Here’s today’s AdExchanger.com news round-up… Want it by email? Sign up here.
Supremely Disturbing
Apple and Google (although primarily Apple) have been roiling developers with anti-tracking policies and initiatives, like the AppTrackingTransparency framework on iOS and the Android Privacy Sandbox.
But that hasn’t kept them out of the regulatory spotlight. Au contraire.
Lawmakers are calling for the Federal Trade Commission to investigate Google and Apple over allegations of mobile tracking.
On Friday, four Democratic senators (Elizabeth Warren, Ron Wyden, Sara Jacobs and Cory Booker) wrote a letter to FTC Commissioner Lina Khan calling the mobile OS duopoly’s respective solutions too little too late, The Wall Street Journal reports.
Mobile identifiers are ostensibly anonymous, but “it’s often possible to easily identify a particular customer in a data set of ‘anonymous’ location records by looking to see where they sleep at night,” the letter reads. Identifiers, even if stripped of personal information, can still be used to identify a particular device and, from there, that device’s owner.
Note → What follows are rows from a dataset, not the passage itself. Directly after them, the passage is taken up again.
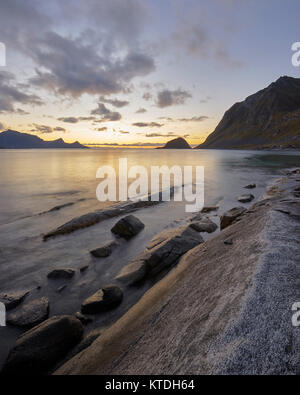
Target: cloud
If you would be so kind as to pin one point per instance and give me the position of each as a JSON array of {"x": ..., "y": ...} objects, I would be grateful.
[
  {"x": 202, "y": 118},
  {"x": 147, "y": 96},
  {"x": 104, "y": 129},
  {"x": 171, "y": 134},
  {"x": 141, "y": 111},
  {"x": 71, "y": 67},
  {"x": 148, "y": 124},
  {"x": 12, "y": 93},
  {"x": 166, "y": 98},
  {"x": 114, "y": 102},
  {"x": 76, "y": 119},
  {"x": 106, "y": 114},
  {"x": 59, "y": 129}
]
The senators argue this constitutes “unfair and deceptive practices,” the legal cue for the FTC to step up.
The senators also warned of new implications for mobile identifiers now that the Supreme Court has officially overturned Roe v. Wade. “Prosecutors in states where abortion becomes illegal will soon be able to obtain warrants for location information about anyone who has visited an abortion provider,” they wrote.